I regularly attend the morning meeting in which the care teams discuss interesting or problematic patients and brainstorm for solutions. What is fascinating about these meetings is that they are rarely medical in nature. More often, they are discussions about which patients hate their roommates and need to be moved, or patients who report ‘stolen’ (read: lost) items, or which air conditioners are broken, or which patients can’t sleep at night since other people are too loud. It is almost comical to hear internists, psychologists, nurse practitioners, and upper echelon administrators discuss issues so mundane that every camp counselor has encountered them. The reason that these issues are given significant time is that the entire staff care deeply about their patients’ quality of life, as distinct from their quantity of life.

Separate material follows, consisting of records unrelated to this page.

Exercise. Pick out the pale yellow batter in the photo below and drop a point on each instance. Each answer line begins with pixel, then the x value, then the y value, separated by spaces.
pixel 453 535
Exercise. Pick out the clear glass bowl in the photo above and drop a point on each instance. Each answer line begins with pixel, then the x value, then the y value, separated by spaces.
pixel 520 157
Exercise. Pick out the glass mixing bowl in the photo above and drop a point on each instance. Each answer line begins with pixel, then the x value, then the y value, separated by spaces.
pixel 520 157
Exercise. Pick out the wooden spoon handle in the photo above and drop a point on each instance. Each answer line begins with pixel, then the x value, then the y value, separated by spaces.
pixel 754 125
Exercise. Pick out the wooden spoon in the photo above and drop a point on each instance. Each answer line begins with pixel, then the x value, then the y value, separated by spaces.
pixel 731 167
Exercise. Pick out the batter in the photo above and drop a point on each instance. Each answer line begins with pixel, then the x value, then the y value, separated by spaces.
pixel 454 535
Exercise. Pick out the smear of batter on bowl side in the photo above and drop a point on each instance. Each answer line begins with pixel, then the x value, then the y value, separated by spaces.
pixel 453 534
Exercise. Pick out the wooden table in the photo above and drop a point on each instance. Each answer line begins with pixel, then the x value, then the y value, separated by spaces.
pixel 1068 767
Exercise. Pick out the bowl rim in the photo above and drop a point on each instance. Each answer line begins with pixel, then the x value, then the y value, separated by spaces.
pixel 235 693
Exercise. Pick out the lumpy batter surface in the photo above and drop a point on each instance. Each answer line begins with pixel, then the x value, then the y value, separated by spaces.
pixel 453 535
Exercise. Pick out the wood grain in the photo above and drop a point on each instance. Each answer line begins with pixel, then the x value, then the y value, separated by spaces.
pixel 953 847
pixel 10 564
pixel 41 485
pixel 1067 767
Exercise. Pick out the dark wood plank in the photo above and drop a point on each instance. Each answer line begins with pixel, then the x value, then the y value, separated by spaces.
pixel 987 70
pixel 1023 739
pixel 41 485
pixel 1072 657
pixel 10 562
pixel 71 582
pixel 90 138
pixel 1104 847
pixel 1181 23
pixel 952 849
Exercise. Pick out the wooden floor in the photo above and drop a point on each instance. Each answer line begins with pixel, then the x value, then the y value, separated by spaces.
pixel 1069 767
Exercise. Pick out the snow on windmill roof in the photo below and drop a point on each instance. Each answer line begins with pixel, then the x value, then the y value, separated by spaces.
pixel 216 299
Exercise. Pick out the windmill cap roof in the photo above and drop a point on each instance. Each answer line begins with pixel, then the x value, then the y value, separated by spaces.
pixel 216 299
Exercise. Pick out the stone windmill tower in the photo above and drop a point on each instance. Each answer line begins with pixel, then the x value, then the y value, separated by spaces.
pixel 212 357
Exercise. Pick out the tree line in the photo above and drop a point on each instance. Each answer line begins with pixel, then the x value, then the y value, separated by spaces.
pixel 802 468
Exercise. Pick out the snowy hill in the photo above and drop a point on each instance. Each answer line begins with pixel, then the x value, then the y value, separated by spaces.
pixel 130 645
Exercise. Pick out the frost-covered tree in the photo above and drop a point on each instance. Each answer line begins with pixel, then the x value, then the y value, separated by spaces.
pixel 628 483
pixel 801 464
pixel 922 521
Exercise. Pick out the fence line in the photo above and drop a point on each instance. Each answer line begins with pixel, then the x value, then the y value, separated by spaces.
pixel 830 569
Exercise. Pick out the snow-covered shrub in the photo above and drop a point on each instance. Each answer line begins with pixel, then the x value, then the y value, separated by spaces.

I also attended an orientation of new staff members in which we were taught the horribly boring intricacies of TCC bureaucracy. The meeting was mostly uninteresting except for one point which sparked much protest from the audience. The instructor said that it is forbidden for nursing staff to give patients money or treats, even if they claim to be hungry. This seems extremely logical to me- the patients are given three meals a day, as well as snacks and drinks, why would they need anything else? In addition, giving treats to one resident will cause jealousy among the rest and dependency on the treat.

However, for some reason, the staff argued vehemently. They said that it is part of the way that they bond with residents, and that it gives the residents a reward for being particularly well behaved. One R.N. put it best “Due to the nature of our job, you can’t take our humanity away from us!” a bit of an overreaction, but impressive nonetheless. In his mind, preventing staff from giving residents special treatment turns them into emotionless automatons. Even though the negatives of special treatments outweigh the benefits, I was quite surprised and impressed with the degree to which new caregivers valued the relationship that they would be building with their patients.